Kazzx · 21/10/2020 12:40

We are not living in the same house as my Mil sisters, she wants us to go to visit the sister and let her pick baby up

OP posts:
TiptopJ · 21/10/2020 12:45

I'm fairly relaxed letting a few people hold my neworn 3 month old- my mum, brother and sil, bil, dss and my closest friend have all had cuddles but that's a decision that me and dh have made. Your mil has no right to expect you to hand over your baby to anyone at any time let long during what's happening now. I also don't really see why her sisters need to see or hold the baby anyway-They aren't exactly immediate family

Hirewiredays · 21/10/2020 12:50

I have a nearly 3 month old. In hospital the midwife said you can let people hold your baby so long as: they change clothes if they have been outside like To the supermarket, wash their hands and wear a mask.

billy1966 · 21/10/2020 13:05

@Enough4me

I am really sick of hearing about babies being passed around like dolls with no thought about their needs. There is no advantage to your baby to be handed around as a people-pleasing object. When you have a toddler interaction with more people is great for socialising, but for babies a few regular faces and routine is better for them.

Your DH agrees with you and this is his argument to have, step back and enjoy your baby.

Completely agree.

Who are these weirdo's who think they can tell a new mother what to do with their newborn, yes newborn!.

OP, stick to your guns.

Also tell your MIL that her insisting is upsetting you and making you feel very uncomfortable.

Who the hell are these people?

Four children here and have never, ever been told by family what DH and I should be doing or allowing with OUR babies.

To ask is fine, but to be arguing the point is just beyond rud and offensive.

You MIL raised her own family she does NOT have currency in your decisions with your baby.
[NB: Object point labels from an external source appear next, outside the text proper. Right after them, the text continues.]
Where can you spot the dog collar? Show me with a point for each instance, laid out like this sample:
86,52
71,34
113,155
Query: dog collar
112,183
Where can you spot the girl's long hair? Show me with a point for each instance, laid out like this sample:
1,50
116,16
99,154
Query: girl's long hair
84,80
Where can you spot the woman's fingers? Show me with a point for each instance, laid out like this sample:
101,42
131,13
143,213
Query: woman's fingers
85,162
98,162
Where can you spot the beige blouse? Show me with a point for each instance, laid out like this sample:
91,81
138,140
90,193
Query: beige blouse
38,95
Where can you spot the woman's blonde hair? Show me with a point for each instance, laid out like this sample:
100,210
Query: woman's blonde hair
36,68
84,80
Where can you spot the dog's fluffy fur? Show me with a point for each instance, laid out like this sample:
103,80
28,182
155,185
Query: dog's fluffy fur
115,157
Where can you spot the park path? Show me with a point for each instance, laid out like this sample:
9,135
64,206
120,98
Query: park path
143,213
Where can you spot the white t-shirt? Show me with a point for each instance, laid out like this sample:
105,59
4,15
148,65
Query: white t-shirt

Fe firm on this OP or she will just become more insistent that her opinion counts.

Sounds like it will be a long month.Flowers

WingingItSince1973 · 21/10/2020 13:05

I agree with you. Babies are not dolls. They like to be with the ones they know best. I would feel the same. Even before covid the thought of passing a baby around like a parcel wasn't a thing we did either. Now you don't know where MILS sisters have been and their chain of contacts xx

TheyreComingToGetYouBarbara · 21/10/2020 13:09

Honestly, it doesn't matter what the guidelines are. If you and your husband don't want people outside your household to touch your baby, yet, that's your right.
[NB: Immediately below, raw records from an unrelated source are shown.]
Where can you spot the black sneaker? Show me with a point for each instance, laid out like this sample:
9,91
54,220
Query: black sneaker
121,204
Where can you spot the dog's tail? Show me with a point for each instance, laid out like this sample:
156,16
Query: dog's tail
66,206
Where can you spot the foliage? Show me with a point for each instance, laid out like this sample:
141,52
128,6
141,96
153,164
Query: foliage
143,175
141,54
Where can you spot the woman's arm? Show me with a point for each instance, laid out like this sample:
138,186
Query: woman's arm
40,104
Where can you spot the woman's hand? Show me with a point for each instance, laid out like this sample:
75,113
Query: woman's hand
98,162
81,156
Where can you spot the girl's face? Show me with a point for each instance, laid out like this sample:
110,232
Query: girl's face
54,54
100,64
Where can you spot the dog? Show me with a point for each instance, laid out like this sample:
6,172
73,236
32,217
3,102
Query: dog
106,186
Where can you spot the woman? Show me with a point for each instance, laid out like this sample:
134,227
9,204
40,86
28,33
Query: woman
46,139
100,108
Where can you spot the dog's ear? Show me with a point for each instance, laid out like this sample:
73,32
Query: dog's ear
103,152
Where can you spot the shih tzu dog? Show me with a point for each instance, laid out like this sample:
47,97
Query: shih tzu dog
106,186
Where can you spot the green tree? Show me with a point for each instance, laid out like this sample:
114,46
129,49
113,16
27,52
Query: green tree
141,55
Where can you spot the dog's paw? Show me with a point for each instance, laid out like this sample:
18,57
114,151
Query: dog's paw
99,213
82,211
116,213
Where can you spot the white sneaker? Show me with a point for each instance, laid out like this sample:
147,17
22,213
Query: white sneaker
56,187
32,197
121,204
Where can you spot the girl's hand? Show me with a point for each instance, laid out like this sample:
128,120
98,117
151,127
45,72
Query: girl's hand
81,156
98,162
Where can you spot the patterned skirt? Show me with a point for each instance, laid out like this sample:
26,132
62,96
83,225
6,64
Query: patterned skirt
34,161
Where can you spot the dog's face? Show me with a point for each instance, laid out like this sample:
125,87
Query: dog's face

MIL can think it's ridiculous, but she needs to accept your decision, stop talking about it, and just be grateful that she's able to hold the baby herself.

I don't see why anyone (beyond parents, grandparents, and siblings) would get worked up about holding a baby, anyway. It's not that big of a thrill, surely. MIL may well care more on their behalf than they do themselves.

woodlandwalker · 21/10/2020 13:10

Regardless of Covid, babies should not be passed around like dolls. Babies should be with their parents and a very few close others.

UsernameNeverAvailable · 21/10/2020 13:12

Either way, it's ridiculously precious. The baby is in the very lowest risk group for Covid. And being in the house is the risky bit, even if you are concerned about catching it.

Absolutely agree, this thread is odd.

June628 · 21/10/2020 13:12

Your MIL is being ridiculous.
Her sisters should be socially distancing from all of you; including your baby & you are completely within your right to decide who holds your baby, COVID or not!